手を繋いでもショウコさんは特に拒否することもなく話しかけてくる。
「カズマさん、スタイルすごくいいですね。足長いし。」
「ああ、そうみたいですね。自分ではわからないんですが。手足が長いみたいで服のサイズがなかなか合わなくて。そのおかげか、身長高くないのになぜか高く見られるんですけどね。」
ヒールのあるサンダルを履いてるショウコさんとはほぼ変わらない。
「ああ、そうなんですね。たしかに低い感じは全くしませんね。」
こんな話をしていても仕方ないので、聞きたいことを聞く。
「ところで、ショウコさん、なんであんなサイトで?よく見られてるんですか?」
「んー、見るようになったのは一年前くらいでしょうか、、、」
「何かきっかけが?」
「特にないんですけど、欲求不満だったんですかねぇ。」
冷たい感じすら覚える綺麗な顔から、淡々と発せられた言葉にドキドキする。
「旦那さんとは?」
「あの人とは、もう何もないですよ。子供が生まれてからは一回か二回しか、、、なので10年以上ですか。子供がいるので会話はしますけど、最近は二人でいる時にはほとんど話もしません。仲が悪いとかはないんですけどね、不満もありませんし、、、」
「10年以上ですか?その間、そういうことは、、、言い方悪いですけど他の人とか?言い寄ってくる人もいたでしょう?」
「ふふ、ないですよ。一度も。言い寄ってきた人はいたんですかね~?わからないです。子供中心でしたし、不満はありませんでしたから。やりたいことは出来てましたし、させてくれてましたから。」
たぶん、言い寄る人はいたはずだが、この寄せ付けないような雰囲気と鈍感さというよりも気にしなさで、サラッと流してきたんだろうな。
「それなのに、なぜ急に?」
「んー、、、子供が大きくなって手がかからなくなってきたからでしょうかね。暇になったんでしょうね。」
「暇になったから、欲求不満に?」
「今、考えるとそうなんだと思います。」
「どうしてたんですか?」
「何をですか?」
「欲求の処理、、ですよ。ああいうサイトを見るってことは、欲求は大きい、、、ですよね?」
顔をじっと見る。ショウコさんの表情に変化はない。人を寄せ付けないような冷たい表情のままだ。
「そうですね。現にこうやってカズマさんに会っているわけで、求めるものはだんだんと大きくなっていったんだと思います。」
言葉を一旦切り、恥ずかしそうな表情を一瞬浮かべ、元の顔に戻る。
「したことなかったんですが、一人で慰めるようになりました。はしたないと思いながらも時々しています。そんな時にああいうサイトの存在を見つけました。」
表情を全く変えず、ショウコさんはオナニーをしていると明かす。まあ、そうなのだろうとは想像できるが、本人自ら、しかも美人が発するその告白に妄想が膨らむ。
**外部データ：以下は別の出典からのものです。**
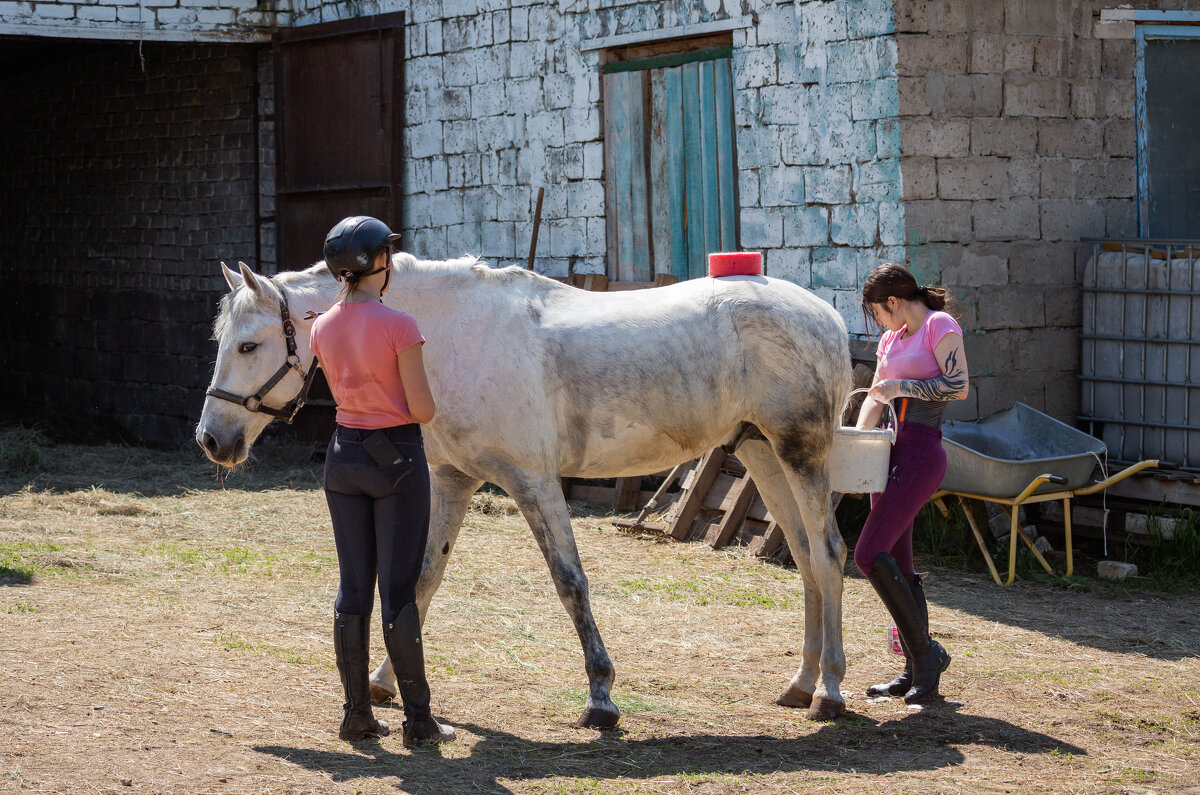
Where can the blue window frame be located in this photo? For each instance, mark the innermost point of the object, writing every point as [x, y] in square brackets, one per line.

興奮を悟られないよう冷静に会話を続ける。
「したことないということは、結婚前とかはしてなかったんですか?」
「してませんでした。そういう欲求はなかったですから。暇になってムラムラしたんでしょうか、ちょっとよくわかりません。ただ、そういう自分に興奮していったのは確かです。」
表情が全く変わらないショウコさんの心の中はどうなっているのか?相当恥ずかしいことを話している。
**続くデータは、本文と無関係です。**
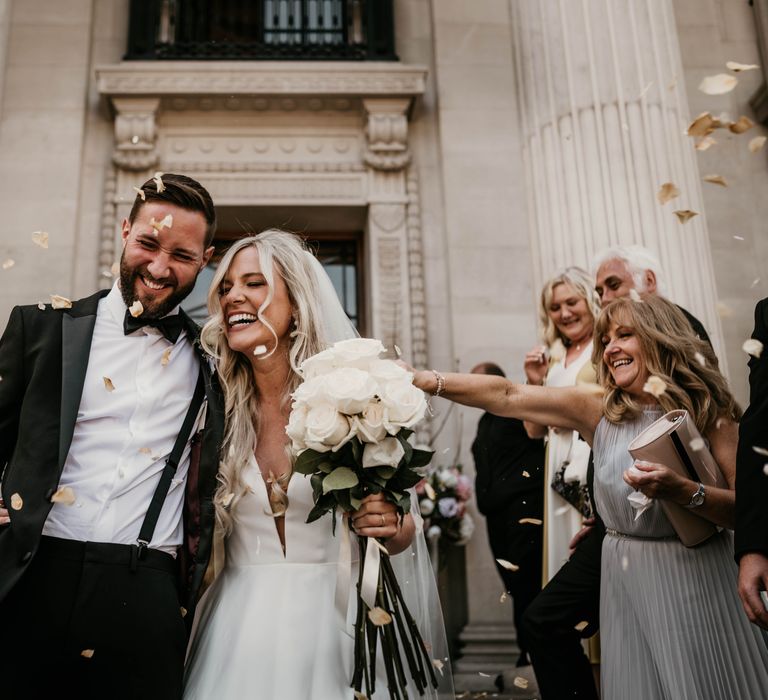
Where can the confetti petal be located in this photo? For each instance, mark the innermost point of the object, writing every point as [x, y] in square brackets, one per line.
[756, 144]
[59, 302]
[740, 67]
[40, 238]
[667, 192]
[752, 347]
[379, 617]
[655, 386]
[719, 84]
[136, 309]
[509, 566]
[685, 215]
[743, 124]
[64, 495]
[715, 180]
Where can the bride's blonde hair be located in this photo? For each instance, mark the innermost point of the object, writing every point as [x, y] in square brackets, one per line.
[285, 254]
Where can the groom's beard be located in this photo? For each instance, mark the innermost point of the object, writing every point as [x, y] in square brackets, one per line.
[129, 278]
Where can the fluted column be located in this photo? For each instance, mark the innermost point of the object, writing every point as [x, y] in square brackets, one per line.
[604, 114]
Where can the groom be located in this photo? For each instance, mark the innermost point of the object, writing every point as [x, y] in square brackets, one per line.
[110, 422]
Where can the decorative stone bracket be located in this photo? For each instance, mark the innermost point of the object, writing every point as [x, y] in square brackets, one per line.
[135, 132]
[387, 133]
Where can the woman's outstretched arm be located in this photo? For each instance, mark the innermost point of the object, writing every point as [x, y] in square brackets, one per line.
[578, 407]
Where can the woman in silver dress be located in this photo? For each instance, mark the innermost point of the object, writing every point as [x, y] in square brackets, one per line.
[671, 623]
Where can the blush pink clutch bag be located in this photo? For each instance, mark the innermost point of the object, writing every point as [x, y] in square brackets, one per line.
[670, 441]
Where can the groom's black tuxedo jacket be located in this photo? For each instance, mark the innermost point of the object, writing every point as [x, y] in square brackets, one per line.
[43, 359]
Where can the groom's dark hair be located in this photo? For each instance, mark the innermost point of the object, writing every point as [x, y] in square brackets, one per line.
[184, 192]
「サイト見て、どう思ったんですか?そういうのも初めてだったんですよね?」
「そうですね。こういう世界があるんだなあって、そういう感じです。理解に苦しむ事もありますし、共感できる事もありました。」
「見てただけなのに、今回どうして?怖くなかったですか?」
「怖かったです。。。怖かったですが扉を開けたいと言う自分が常にいたのも事実です。カズマさんの書き込み見て、何となく惹かれたので。」
「ありがたいです。ですが、ああいうところって、たぶん分かってると思いますけど、やりたいだけの人が大部分だと思うんですよ。例えどんな約束をしていても、ホテルいけば関係ないって普通だと思うんですよ。今も私がそう思ってるかもしれません。それは思わなかったんですか?」
「、、、やっぱり、そういうもの、、、ですよね。。。ですが、自分の決断に後悔はありません。実際、カズマさんにお会いして、お話しして信じれると思っています。約束したことは守っていただけると。主人を裏切るつもりはありませんので。もう裏切ってるかもしれませんが一線は引いておきたいです。」
「そうですか。わかりました。ですが、あまりこういうとこで、相手を探すのはよくないと思いますよ。完全なSMの世界であれば、SEXなしってのは、よくあるかもしれませんが。 そういうものだと思います。」
「、、、そうですよね、、、」
暑さが厳しい中、ゆっくりと歩いてきたカズマ達の目の前にホテルが立ち並ぶエリアが見えてきた。